The Free Press receives a letter stating that the request is denied on the basis that the report contains personal information and is due to be published within 90 days of the Free Press’s access request.

 

Aug. 31:

The Free Press asks Health Canada for names of the report’s authors, so they can be asked about a publication date and interviewed about the impact insufficient water in Island Lake homes had on the H1N1 flu outbreak.

 

Sept. 16:

Health Canada refuses to disclose the authors’ names, saying “any requests for detailed information about this report should be directed through the access to information request process.”

 

Sept. 23:

The 90-day deadline for release of the report passes, without it having been published.

 

Sept. 28:

Health Canada says the report has been submitted to the Canadian Journal of Public Health. “The report cannot be released at this moment because if the report is in the public, the journal will refuse its publication,” wrote Health Canada’s access adviser.

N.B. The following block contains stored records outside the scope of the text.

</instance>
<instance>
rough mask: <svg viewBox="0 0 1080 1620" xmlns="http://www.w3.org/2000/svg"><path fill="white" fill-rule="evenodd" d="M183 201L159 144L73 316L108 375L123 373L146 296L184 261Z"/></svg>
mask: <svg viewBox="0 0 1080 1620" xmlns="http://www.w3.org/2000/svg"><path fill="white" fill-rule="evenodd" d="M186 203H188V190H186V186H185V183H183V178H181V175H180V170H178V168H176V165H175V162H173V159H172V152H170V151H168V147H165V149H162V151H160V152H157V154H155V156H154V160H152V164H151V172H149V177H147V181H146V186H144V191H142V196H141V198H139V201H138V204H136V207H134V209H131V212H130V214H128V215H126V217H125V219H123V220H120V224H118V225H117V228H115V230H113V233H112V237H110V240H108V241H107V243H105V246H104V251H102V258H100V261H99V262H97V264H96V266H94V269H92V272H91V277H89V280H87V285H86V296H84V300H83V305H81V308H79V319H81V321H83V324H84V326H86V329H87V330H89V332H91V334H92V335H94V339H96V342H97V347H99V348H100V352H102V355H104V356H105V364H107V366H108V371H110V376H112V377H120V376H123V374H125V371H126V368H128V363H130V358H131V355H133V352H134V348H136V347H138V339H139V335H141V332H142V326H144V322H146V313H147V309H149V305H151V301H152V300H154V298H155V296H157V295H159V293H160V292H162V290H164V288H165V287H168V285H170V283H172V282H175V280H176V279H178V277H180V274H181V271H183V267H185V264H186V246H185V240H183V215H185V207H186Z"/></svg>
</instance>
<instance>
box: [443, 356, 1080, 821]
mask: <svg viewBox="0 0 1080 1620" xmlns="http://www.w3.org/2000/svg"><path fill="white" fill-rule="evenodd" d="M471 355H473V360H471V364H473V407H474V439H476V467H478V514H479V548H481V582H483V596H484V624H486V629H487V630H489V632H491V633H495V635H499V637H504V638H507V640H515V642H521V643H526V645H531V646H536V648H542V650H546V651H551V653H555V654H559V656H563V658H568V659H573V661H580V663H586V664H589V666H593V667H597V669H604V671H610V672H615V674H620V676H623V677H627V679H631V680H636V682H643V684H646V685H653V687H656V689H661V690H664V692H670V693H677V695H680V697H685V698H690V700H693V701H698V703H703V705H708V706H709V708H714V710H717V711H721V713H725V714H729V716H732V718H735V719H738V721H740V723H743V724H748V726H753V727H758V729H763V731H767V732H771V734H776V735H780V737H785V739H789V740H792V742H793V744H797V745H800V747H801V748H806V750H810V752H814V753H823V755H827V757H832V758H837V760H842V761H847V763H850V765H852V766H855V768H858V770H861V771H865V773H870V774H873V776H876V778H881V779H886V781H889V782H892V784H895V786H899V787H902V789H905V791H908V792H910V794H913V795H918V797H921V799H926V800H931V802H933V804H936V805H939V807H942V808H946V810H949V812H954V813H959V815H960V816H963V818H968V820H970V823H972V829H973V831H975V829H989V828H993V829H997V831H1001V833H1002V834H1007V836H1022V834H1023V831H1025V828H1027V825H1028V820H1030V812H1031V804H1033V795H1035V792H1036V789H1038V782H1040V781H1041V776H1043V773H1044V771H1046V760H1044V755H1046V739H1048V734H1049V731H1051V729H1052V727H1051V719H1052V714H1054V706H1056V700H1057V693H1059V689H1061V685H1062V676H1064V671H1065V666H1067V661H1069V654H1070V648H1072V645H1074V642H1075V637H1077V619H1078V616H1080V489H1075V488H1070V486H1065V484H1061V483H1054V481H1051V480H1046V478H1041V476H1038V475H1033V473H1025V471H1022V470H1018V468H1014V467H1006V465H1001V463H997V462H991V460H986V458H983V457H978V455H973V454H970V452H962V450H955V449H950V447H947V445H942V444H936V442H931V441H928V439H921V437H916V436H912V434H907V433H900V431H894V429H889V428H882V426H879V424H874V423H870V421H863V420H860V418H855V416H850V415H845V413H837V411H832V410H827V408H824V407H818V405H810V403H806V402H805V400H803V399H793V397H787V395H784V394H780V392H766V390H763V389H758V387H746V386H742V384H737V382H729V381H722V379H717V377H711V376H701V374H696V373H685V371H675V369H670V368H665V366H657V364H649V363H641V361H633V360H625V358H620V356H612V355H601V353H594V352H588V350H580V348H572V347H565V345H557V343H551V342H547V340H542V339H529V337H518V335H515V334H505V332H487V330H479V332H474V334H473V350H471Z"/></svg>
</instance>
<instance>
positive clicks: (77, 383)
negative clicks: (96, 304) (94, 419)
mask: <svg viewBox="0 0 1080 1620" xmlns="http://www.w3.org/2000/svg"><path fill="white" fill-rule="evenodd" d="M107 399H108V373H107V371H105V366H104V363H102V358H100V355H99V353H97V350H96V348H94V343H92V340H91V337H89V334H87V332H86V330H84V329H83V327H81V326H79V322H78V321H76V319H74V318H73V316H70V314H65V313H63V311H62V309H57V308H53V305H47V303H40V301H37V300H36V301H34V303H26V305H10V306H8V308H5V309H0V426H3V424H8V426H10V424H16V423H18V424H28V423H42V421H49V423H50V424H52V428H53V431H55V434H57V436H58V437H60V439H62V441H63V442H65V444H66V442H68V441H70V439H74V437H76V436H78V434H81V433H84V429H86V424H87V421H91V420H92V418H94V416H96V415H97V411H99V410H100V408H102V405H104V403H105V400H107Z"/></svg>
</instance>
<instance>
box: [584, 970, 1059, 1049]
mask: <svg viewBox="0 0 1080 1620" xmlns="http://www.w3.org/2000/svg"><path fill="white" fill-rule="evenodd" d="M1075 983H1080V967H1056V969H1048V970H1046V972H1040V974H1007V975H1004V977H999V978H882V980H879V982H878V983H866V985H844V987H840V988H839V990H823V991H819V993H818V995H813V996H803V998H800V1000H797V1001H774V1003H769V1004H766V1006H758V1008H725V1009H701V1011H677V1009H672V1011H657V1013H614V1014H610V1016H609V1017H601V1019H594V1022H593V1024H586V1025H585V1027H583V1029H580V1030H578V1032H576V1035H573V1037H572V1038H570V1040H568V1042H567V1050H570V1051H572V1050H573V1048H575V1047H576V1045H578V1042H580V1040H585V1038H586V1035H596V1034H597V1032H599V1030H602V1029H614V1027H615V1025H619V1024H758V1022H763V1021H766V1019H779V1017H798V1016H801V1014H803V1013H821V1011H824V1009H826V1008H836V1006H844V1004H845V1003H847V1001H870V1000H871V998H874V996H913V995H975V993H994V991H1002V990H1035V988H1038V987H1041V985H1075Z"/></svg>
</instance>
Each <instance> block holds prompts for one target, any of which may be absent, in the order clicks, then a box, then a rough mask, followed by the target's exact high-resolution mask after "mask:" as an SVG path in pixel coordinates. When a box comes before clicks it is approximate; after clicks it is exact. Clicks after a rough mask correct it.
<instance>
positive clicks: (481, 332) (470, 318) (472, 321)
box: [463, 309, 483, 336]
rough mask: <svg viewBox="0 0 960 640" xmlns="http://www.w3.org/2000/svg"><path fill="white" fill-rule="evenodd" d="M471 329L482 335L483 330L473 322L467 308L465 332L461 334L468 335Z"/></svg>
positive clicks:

The journal informs the Free Press that it has only recently received the article and, if accepted for publication, it would not appear in print for another year. The Free Press complains to the federal information commissioner that Health Canada appears to be violating the Access to Information Act.

 

Oct. 4:

“No further information regarding this file will be released prior to publication,” confirms Dr. Linda Poffenroth, director of health protection for First Nations and Inuit Health, refusing to even reveal the name of the principal author.